REDWOOD CITY, CA – Reducing fleet fuel expenses is one of the most significant challenges cited by more than 80 percent of fleet managers going into the new year, according to the results of GreenRoad’s “Fleet Leader 2013 Outlook” survey.
Nearly all respondents (70 percent) think the price of fuel will “modestly” rise in 2013.
The survey was conducted in late November 2012 and included fleet managers and decision-makers in fleets ranging from private delivery to construction, company cars, and more. More than 300 respondents completed the survey. Respondents were evenly distributed among fleet sizes, from fleets with fewer than 25 to greater than 1,000 vehicles, according to GreenRoad.
Most pressing concerns include the economy not recovering quickly enough or not at all; fuel costs remaining high or uncertainty around fuel costs; and limiting budget and resource constraints. Most positive reasons are related to anticipating new fleet technology implementations; adding new, fuel efficient vehicles to the fleet; seeing positive economic indicators; and having strong teams and well-trained drivers in-place.

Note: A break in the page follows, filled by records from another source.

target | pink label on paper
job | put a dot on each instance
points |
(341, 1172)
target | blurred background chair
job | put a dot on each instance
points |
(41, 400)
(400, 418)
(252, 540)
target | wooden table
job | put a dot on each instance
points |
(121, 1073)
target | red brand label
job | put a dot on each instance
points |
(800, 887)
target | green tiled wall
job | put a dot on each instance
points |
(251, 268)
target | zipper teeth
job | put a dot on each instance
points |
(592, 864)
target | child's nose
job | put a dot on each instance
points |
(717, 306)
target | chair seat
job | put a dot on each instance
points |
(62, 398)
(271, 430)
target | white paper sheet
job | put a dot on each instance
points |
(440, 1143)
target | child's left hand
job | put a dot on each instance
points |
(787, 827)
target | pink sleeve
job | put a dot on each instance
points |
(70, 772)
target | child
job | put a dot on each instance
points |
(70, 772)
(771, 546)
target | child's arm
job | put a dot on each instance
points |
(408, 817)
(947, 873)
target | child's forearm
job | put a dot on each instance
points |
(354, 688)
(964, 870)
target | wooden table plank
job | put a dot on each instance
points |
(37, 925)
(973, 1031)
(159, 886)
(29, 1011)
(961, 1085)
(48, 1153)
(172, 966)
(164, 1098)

Issues related to saving money are the top 2013 fleet leader challenges and managing the cost of fuel is predicted to be the No. 1 challenge in 2013. According to the report, 25 percent of fleet leaders cite saving money on fuel as their top 2013 challenge. Improving vehicle maintenance-related expenses is the second most commonly cited challenge at 17 percent. And, ensuring drivers are driving safely and hiring and retaining qualified drivers tied as the third most pressing challenge.

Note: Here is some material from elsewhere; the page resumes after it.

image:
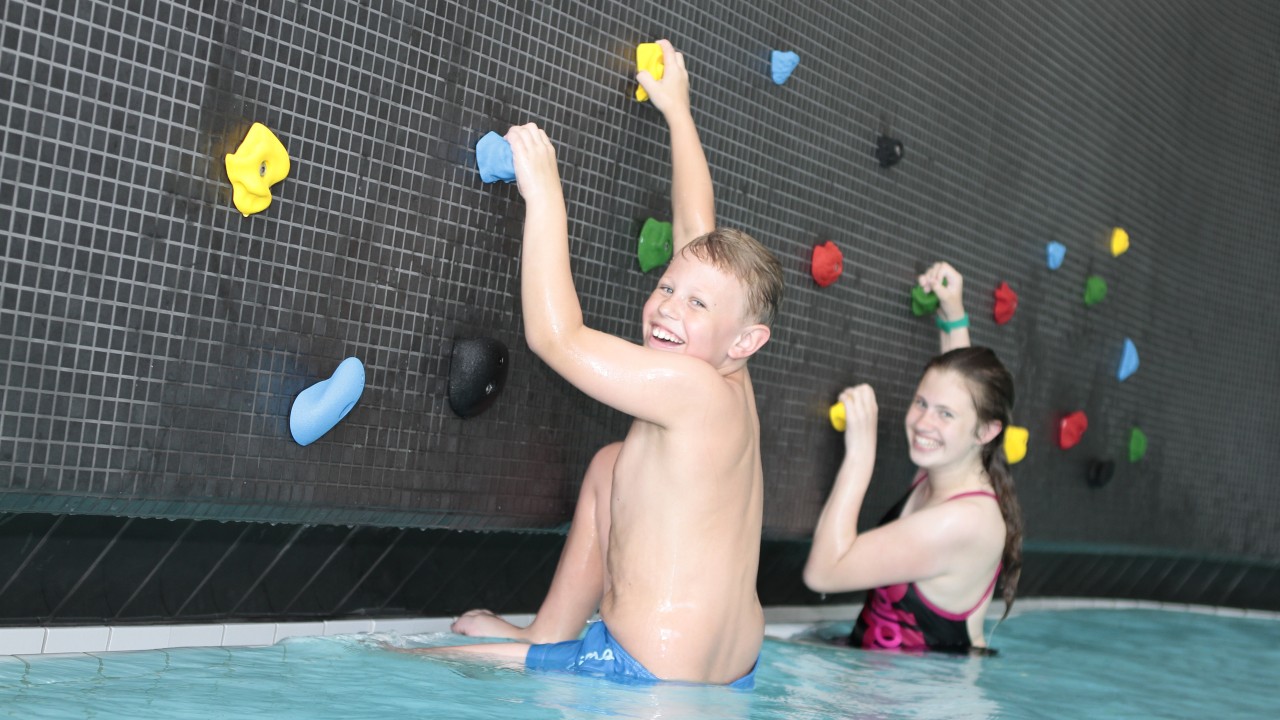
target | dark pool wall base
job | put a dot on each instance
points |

Fleet leaders have a broad range of plans for dealing with rising fuel costs in 2013. Nearly 62 percent plan to purchase more fuel-efficient or alternative-fuel vehicles; 40 percent plan to implement driver performance management technology; 29 percent plan to deploy fleet GPS tracking technology; 21 percent plan to implement fuel cards; and 7 percent plan to retrofit existing vehicles for alternative fuels.